Last year, when some money-market funds turned out to hold some mortgage-backed securities and faced a liquidity crisis, their sponsors stepped in and redeemed the shares at face value. This seemed the only decent course, not to mention a good investment in customer loyalty.
But when I asked a broker at Merrill Lynch if it would do the same for owners of these money-market equivalents, the answer was "no" — not after the multibillion-dollar write-offs Merrill has taken on illiquid assets. Merrill Lynch and the other big banks that sold these shares have stopped making a market in them, which is a major reason the auctions have failed.
Merrill Lynch, when asked for comment, told me: "We are offering our clients loans which can give them liquidity." It wasn’t yet clear whether these would be interest-free loans, which they certainly should be, in my opinion…
In my view, any failure of the big banks to honor what is at least a moral commitment to the people to whom they sold these shares is appalling.
My sympathy for Mr Stewart is, I must admit, limited. ARPS are auction-rate preferred shares: yes, that’s shares, as in stocks, as in equities. When you buy these things, you’re buying equity in a closed-end fund which invests in auction-rate bonds. And any investment in a closed-end fund carries risks: not only liquidity risk, but also the risk that you won’t be able to get a bid near the fund’s net asset value.
When Stewart bought his ARPS, they were liquid and tax exempt and (ahem) "slightly higher-yielding" than money-market funds. Did he think that excess return carried no risk? There was a lovely merry-go-round, in which the likes of Merrill Lynch would make enough fee income from structuring these products that they were happy to support the auction-rate bonds. But when the monolines started looking fragile and the banks started needing all the liquidity they had for other purposes, they threw in the towel.
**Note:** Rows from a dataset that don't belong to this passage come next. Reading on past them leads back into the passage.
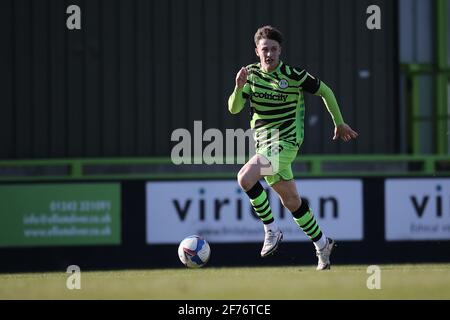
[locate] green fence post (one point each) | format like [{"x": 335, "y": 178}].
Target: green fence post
[{"x": 441, "y": 79}]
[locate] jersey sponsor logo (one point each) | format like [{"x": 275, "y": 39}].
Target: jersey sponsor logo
[
  {"x": 270, "y": 96},
  {"x": 283, "y": 84}
]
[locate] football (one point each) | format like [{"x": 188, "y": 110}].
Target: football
[{"x": 194, "y": 251}]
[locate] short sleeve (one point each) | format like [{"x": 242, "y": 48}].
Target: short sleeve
[{"x": 310, "y": 84}]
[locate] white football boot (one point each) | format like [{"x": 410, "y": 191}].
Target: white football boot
[{"x": 324, "y": 255}]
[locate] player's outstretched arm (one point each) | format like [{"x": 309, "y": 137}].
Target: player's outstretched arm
[
  {"x": 341, "y": 129},
  {"x": 344, "y": 132},
  {"x": 236, "y": 101}
]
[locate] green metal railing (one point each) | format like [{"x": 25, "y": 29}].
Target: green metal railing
[
  {"x": 163, "y": 168},
  {"x": 440, "y": 73}
]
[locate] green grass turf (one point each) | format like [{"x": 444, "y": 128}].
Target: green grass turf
[{"x": 421, "y": 281}]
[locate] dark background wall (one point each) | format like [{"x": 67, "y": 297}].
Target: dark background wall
[{"x": 139, "y": 69}]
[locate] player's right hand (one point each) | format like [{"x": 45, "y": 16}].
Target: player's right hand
[{"x": 241, "y": 78}]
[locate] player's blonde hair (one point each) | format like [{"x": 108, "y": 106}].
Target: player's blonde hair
[{"x": 268, "y": 32}]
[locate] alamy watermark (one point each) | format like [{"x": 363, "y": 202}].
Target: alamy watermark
[
  {"x": 374, "y": 20},
  {"x": 235, "y": 146},
  {"x": 74, "y": 280},
  {"x": 374, "y": 280}
]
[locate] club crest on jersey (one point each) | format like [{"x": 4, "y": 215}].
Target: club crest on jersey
[{"x": 283, "y": 84}]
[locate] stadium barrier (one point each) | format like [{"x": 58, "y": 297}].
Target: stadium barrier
[{"x": 400, "y": 217}]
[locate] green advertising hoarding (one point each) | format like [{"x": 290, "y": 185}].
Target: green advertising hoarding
[{"x": 59, "y": 214}]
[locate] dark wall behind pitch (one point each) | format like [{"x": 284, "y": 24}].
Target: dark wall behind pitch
[{"x": 139, "y": 69}]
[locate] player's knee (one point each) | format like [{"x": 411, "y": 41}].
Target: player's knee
[
  {"x": 291, "y": 203},
  {"x": 243, "y": 180}
]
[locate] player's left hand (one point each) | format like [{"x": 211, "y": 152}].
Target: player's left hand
[{"x": 344, "y": 132}]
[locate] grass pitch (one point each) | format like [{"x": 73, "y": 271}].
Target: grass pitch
[{"x": 423, "y": 281}]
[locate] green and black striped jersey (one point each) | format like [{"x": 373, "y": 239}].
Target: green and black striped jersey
[{"x": 277, "y": 103}]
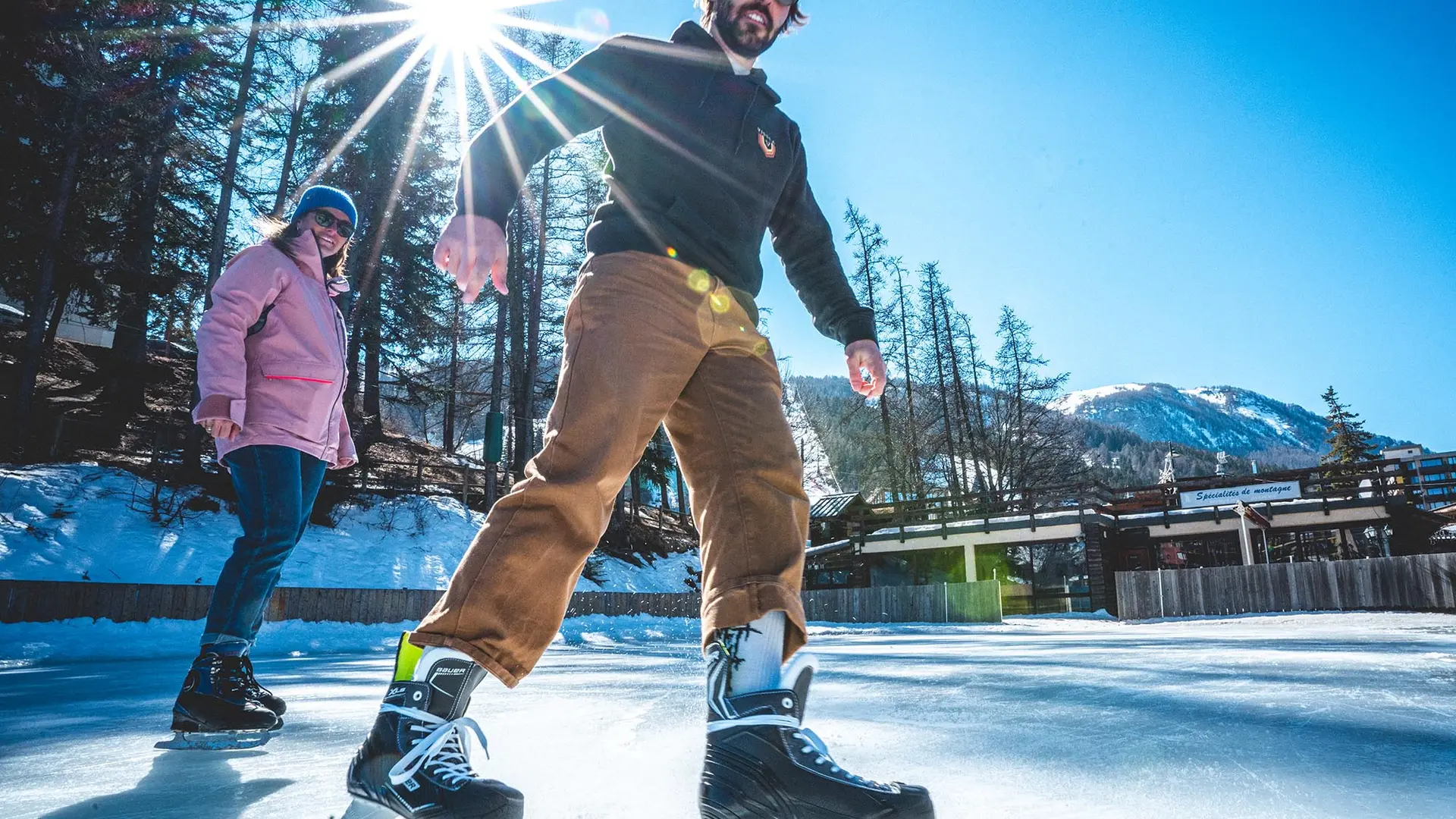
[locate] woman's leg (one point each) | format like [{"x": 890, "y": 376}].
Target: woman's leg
[
  {"x": 310, "y": 482},
  {"x": 270, "y": 483}
]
Stewart asks what’s safe, these days:
So is any fixed-income security short of U.S. Treasurys and the biggest, most liquid money-market funds safe at this point?
The answer is that if you want your money back on demand, you shouldn’t be buying securities at all, you should be buying demand deposits – placing your money in some kind of interest-bearing checking account. Securities always have a bid-offer spread, and in times of crisis that spread can widen out dramatically. Treasuries are a special and unique case, which is one reason why a lot of risk-averse individuals give up a bit of extra yield and sleep well at night with their money in nothing but Treasury bills.
The minute you diversify out of Treasury bills, you’re taking on risk for the sake of extra returns. If you end up running into a market crisis, it’s a bit rich to start blaming your broker.